= George Brewer (writer) =

English miscellaneous writer (born 1766)

George Brewer (born 1766) was an English miscellaneous writer.

== Life ==
Brewer was a son of John Brewer, well known as a connoisseur of art, and was born in 1766. In his youth he served as a midshipman under Lord Hugh Seymour, Rowland Cotton, and others, and visited America, India, China, and North Europe. In 1791 he was made a lieutenant in the Swedish navy. Afterwards abandoning the sea, he read for law in London, and established himself as an attorney.

The date of Brewer's death is not known. In his allusions to himself he speaks of having been "misplaced or displaced in life", of having had Vicissitude for his tutor, and of being luckless altogether.

== Works ==
He is believed to have written a novel, Tom Weston, when in the navy, but his first appeal to the public of which there is evidence was a comedy, How to be Happy acted at the Haymarket in August 1794. After three nights, "owing to the shaft of malevolence", this comedy was withdrawn, and was never printed.

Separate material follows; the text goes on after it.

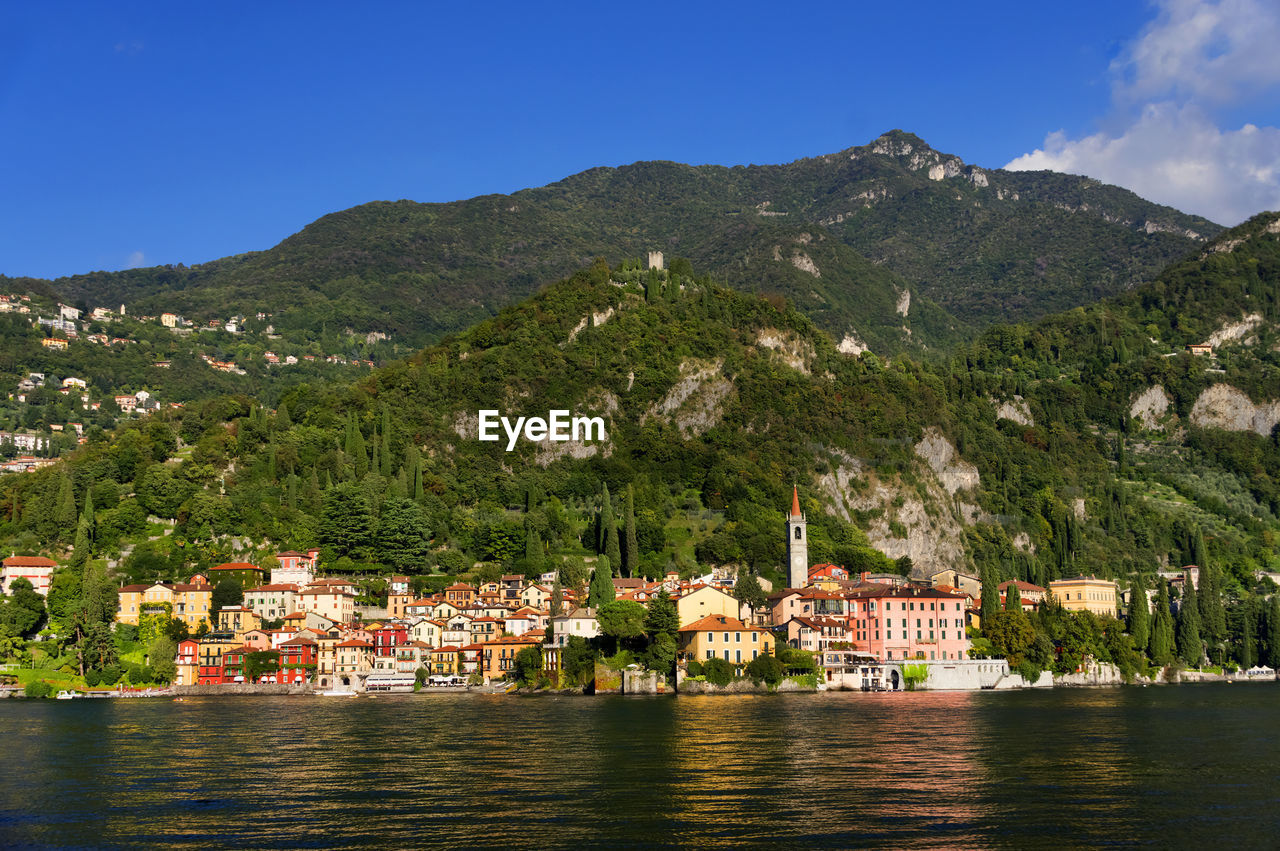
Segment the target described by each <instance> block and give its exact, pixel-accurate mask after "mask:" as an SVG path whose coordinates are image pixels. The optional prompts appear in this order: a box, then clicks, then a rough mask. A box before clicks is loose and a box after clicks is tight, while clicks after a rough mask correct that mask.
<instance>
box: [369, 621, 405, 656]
mask: <svg viewBox="0 0 1280 851" xmlns="http://www.w3.org/2000/svg"><path fill="white" fill-rule="evenodd" d="M370 632H371V633H372V637H374V655H375V656H393V655H396V648H398V646H401V645H402V644H404V642H406V641H408V627H407V626H403V624H399V623H383V624H380V626H378V627H374V628H371V630H370Z"/></svg>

In 1795 Brewer wrote The Motto, or the History of Bill Woodcock; and he wrote Bannian Day, a musical entertainment in two acts, which was published and performed at the Haymarket in the same year for seven or eight nights, though but "a poor piece". In 1799 the Man in the Moon in one act, attributed to Brewer, was announced for the opening night of the season at the Haymarket, but its production was evaded, and it disappeared from the bills.

The next year (1800) Brewer published a pamphlet, The Rights of the Poor, dedicating it to "Men who have great power, by one without any" and this received copious notice in the Gentleman's Magazine (lxx. 1168 et seq.). He was writing at this time also in the European Magazine, among his contributions being Siamese Tales and Tales of the 12 Soubahs of Indostan; and some essays, announced as after the manner of Goldsmith, which were collected and published by subscription in 1806 as Hours of Leisure. In 1808 Brewer produced another two-volume tale, The Witch of Ravensworth, and at about the same time he published The Juvenile Lavater, stories for the young to illustrate Le Brun's "Passions", which bears no date, but of which there were two or more issues, with slightly varying title-pages. A periodical, The Town, attempted by Brewer after this, and stated by the authors of the Biographia Dramatica in 1812 to be "now publishing" would appear to have had but a short existence.

Another work, The Law of Creditor and Debtor, is set down in Biographia Dramatica, and in Allibone, as by Brewer; and Allibone gives in addition Maxims of Gallantry (1793), and states 1791 as the date of publication of Tom Weston but there is no trace of either of these works in the British Museum.